RD&Ding fortified foods for East Africa
One of the most common hurdles social entrepreneurs with exciting product ideas face is the lack of formal distribution channels in rural markets. Living Goods tackles this challenge in Uganda by training local sales agents to deliver life-changing products such as anti-malaria treatments, fortified foods, solar lamps, clean burning cook stoves, and sanitary pads. The analogy they use is “Avon ladies”, where CEO Chuck Slaughter worked for a few years in order to understand the franchise model. With more than 1,000 profitable agents in Uganda, Living Goods expanded its service to Kenya and was in a position to strengthen its supply chain and build on its brand with its own product line. They wanted to start with a product with proven health impacts in their target market as well as proven market-demand.
Living Goods asked Catapult to develop a tasty and fortified food product with packaging that reinforced the Living Goods brand and pricepoint that they could manufacture in East Africa.

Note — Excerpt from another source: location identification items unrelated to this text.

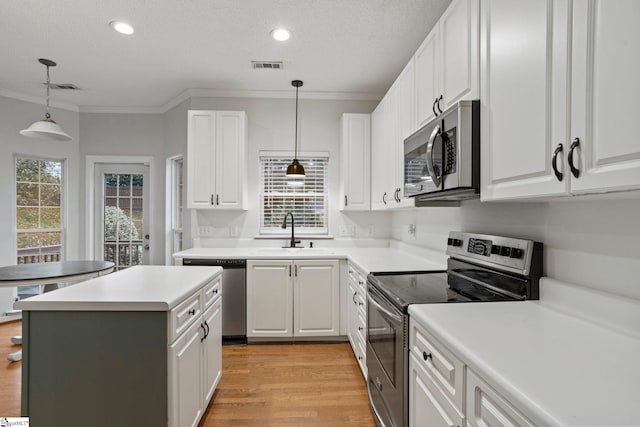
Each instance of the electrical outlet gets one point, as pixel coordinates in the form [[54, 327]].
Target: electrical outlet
[[347, 230], [371, 230]]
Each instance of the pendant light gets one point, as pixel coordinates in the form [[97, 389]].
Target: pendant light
[[47, 128], [295, 171]]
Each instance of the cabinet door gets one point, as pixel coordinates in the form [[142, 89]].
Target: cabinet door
[[230, 160], [459, 35], [352, 309], [185, 378], [605, 92], [427, 85], [356, 162], [485, 407], [316, 297], [269, 298], [212, 350], [524, 58], [427, 405], [379, 157], [201, 135]]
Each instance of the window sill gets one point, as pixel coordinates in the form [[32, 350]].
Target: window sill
[[298, 237]]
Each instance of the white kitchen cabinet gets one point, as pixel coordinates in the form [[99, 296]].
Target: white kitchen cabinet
[[578, 64], [522, 124], [355, 174], [380, 155], [447, 61], [195, 357], [605, 89], [357, 309], [293, 298], [216, 159], [485, 407], [427, 404]]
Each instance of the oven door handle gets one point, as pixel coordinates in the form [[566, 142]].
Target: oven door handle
[[432, 173], [392, 315]]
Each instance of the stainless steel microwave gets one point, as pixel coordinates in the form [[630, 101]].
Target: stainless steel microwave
[[442, 159]]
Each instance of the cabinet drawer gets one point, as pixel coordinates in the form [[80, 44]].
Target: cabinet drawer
[[486, 407], [183, 315], [428, 404], [212, 290], [445, 369]]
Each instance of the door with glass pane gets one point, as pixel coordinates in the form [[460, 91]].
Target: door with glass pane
[[122, 224]]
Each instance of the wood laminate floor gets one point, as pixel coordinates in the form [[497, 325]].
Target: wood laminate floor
[[262, 385]]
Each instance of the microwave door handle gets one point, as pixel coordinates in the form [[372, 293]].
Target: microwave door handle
[[393, 316], [435, 178]]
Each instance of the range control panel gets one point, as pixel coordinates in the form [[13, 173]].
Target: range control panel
[[509, 253]]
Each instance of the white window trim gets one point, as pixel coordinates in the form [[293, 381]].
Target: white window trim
[[90, 169], [63, 201], [299, 232], [170, 180]]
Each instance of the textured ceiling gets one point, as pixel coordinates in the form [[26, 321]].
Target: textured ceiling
[[339, 47]]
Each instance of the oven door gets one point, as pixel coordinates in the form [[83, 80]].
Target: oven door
[[386, 360]]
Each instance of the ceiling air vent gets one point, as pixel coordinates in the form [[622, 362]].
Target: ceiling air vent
[[63, 86], [266, 65]]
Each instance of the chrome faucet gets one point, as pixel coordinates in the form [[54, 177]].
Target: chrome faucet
[[293, 242]]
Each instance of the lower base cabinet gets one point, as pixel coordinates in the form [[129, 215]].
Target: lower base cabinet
[[195, 368], [357, 309], [293, 298], [427, 404], [105, 368]]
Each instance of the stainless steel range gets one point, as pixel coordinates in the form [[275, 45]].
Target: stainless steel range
[[480, 268]]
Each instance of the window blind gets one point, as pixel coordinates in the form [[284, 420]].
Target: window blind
[[307, 201]]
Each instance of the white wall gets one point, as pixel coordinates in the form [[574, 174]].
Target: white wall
[[271, 127], [16, 115], [590, 242]]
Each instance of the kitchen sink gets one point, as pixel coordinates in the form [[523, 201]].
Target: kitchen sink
[[297, 251]]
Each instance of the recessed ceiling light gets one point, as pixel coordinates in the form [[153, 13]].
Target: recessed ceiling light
[[121, 27], [280, 34]]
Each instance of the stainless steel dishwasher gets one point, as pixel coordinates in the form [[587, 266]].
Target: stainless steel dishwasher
[[234, 296]]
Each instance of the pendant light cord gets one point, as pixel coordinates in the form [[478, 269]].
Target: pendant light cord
[[47, 115], [295, 154]]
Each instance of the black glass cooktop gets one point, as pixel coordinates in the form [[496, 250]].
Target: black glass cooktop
[[425, 287]]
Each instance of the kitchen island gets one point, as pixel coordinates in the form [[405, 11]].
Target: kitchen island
[[138, 347]]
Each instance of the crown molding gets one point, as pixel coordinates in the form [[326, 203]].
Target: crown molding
[[37, 100], [199, 93]]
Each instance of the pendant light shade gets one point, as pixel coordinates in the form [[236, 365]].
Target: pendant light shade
[[295, 170], [46, 128]]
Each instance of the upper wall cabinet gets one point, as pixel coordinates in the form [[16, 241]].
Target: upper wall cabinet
[[605, 90], [216, 160], [355, 176], [567, 130], [446, 64]]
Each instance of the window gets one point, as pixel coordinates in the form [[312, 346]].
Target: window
[[307, 202], [177, 200], [39, 216]]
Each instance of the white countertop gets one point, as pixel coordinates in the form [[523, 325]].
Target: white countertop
[[558, 368], [139, 288], [366, 259]]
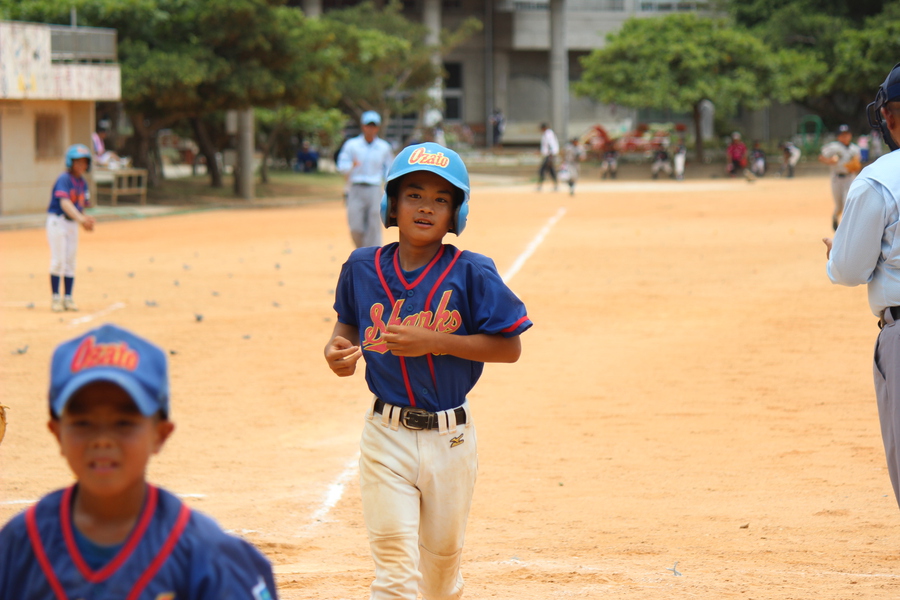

We leveraged Living Goods network of health experts, visited their East African manufacturing vendors, and contracted a top US-based food designer to craft five product concepts that address Living Goods’ customers’ nutritional, convenience, economic and eating-experience needs. Over the course of nine months, we:
- visited households, shadowed sales agents, and interviewed experts in order to uncover insights, such as the fact that Living Goods’ market is very discerning when it comes to taste
- designed and co-developed a fortified porridge formulation itself with three East African food producers
- designed and conducted taste tests of these formulations with Living Goods customers using a Ugandan research firm
- vetted the top two manufacturers and created the full product specification package, including standards and sourcing partners.
put forth multiple custom packaging design iterations with local manufacturers
used both Kenyan and US graphic designers to develop a dozen labeling options and put them in front of consumers to gauge attractiveness
Living Goods took the outputs from Catapult and was able to successfully stock their shelves with their first private label product. Shortly after, they started selling this new product in Uganda and Kenya.